We do the task of classifying Mnist dataset, which includes hand-written digits. There are 60,000 training samples and 10,000 test samples.
The following are the traditional (not CNN-based) methods that I have implemented personally. Note that the Support Vector Machine method is implemented using sklearn.svm package.
- Logistic Regression
- Linear Discriminant Analysis
- Support Vector Machine
- Logistic Regression with Ridge Loss
- Logistic Regression with Lasso Loss
- Kernel-based Logistic Regression with Ridge Loss
- Kernel-based Logistic Regression with Lasso Loss
The following are CNN architectures that I have implemented using pytorch package.
- VGG11
- NaiveNet (which consists of 2 conv layers and two fc layers)

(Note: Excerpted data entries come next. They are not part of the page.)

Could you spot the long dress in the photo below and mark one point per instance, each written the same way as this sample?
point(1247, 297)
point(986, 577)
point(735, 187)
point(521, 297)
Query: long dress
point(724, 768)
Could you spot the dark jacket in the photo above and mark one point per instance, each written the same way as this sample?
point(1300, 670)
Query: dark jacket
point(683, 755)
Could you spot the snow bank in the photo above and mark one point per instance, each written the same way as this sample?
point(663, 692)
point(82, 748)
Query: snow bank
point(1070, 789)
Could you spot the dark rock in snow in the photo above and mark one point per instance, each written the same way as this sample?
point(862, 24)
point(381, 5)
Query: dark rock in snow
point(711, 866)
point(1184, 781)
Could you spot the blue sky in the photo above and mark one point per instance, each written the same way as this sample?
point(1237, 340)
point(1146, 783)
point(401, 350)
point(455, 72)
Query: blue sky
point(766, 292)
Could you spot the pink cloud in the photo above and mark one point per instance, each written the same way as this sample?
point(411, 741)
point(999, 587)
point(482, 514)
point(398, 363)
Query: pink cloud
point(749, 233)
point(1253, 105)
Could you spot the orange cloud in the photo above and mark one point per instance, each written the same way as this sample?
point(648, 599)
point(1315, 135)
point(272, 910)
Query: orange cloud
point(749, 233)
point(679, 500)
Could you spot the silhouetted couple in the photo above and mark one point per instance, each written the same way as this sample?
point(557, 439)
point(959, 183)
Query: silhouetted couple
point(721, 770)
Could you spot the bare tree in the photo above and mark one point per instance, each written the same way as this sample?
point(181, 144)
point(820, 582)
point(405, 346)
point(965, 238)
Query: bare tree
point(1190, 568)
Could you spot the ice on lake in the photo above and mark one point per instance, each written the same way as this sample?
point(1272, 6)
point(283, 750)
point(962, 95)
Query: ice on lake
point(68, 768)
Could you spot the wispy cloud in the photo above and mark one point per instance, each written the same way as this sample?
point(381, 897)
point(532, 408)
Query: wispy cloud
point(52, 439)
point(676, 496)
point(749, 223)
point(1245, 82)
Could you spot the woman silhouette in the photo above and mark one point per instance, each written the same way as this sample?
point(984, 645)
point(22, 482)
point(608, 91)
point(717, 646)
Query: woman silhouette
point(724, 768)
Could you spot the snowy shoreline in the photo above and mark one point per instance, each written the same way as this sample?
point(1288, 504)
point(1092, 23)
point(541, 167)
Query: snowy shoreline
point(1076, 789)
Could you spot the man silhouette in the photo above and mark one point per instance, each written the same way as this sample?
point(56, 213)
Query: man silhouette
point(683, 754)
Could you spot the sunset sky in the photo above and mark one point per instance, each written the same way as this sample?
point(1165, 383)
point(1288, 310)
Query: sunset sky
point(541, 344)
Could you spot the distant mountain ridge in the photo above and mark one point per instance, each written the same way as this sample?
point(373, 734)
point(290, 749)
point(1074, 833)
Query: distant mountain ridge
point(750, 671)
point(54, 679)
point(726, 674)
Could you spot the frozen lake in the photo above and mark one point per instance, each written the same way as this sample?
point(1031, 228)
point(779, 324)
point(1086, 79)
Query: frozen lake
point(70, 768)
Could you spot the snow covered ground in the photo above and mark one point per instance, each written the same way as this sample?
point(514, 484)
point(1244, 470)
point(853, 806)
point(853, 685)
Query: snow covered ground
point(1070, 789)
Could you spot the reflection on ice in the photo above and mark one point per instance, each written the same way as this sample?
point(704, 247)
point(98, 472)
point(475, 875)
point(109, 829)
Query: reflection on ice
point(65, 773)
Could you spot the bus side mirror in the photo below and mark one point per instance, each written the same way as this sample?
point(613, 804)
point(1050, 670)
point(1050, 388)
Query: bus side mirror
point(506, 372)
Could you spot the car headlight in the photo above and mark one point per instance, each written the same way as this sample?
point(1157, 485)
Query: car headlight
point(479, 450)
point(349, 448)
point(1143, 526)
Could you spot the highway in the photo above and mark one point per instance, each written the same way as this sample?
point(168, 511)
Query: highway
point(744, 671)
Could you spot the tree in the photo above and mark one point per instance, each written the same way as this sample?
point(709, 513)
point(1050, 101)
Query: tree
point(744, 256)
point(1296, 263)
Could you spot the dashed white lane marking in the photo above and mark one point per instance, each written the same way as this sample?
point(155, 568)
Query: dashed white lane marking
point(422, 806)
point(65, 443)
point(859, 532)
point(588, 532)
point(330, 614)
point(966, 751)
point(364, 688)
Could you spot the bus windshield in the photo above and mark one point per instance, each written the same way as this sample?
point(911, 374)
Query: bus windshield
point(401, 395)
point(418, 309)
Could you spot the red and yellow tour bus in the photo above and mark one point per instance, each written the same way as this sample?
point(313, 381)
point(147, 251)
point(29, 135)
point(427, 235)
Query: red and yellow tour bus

- VeryNaiveNet (which consists of 2 conv layers, with global pooling and an fc layer)
- LinearNet (which only consists of 1 linear layer)
- ResNet18
For the limit of space, I only show the final 10-category results here, and omit per-category accuracy in traditional methods.
Method | Accuracy | remark |
---|---|---|
Logistic Regression | 0.8821 | Initial |
Logistic Regression | 0.8836 | Ridge loss |
Logistic Regression | 0.8890 | Lasso loss |
Logistic Regression | 0.8802 | Lasso + batch |
Kernel Regression | 0.8312 | Ridge + RBF |
Kernel Regression | 0.6062 | Ridge + COS |
Kernel Regression | 0.8062 | Lasso + RBF |
Kernel Regression | 0.5687 | Lasso + COS |
LDA | 0.8080 | \ |
SVM | 0.8880 | Linear |
SVM | 0.9380 | RBF |
SVM | 0.9250 | Poly |
SVM | 0.832 | Sigmoid |
LinearNet | 0.9149 | \ |
VeryNaiveNet | 0.9845 | \ |
NaiveNet | 0.9910 | \ |
VGG11 | 0.9935 | \ |
ResNet18 | 0.9959 | \ |
- Partition an image into some blocks (4 x 4 in report), and random shuffle these blocks.
- For each pixel, concate its x and y coordinates to the image's 2nd and 3rd channel, so that the input images are 3-channel.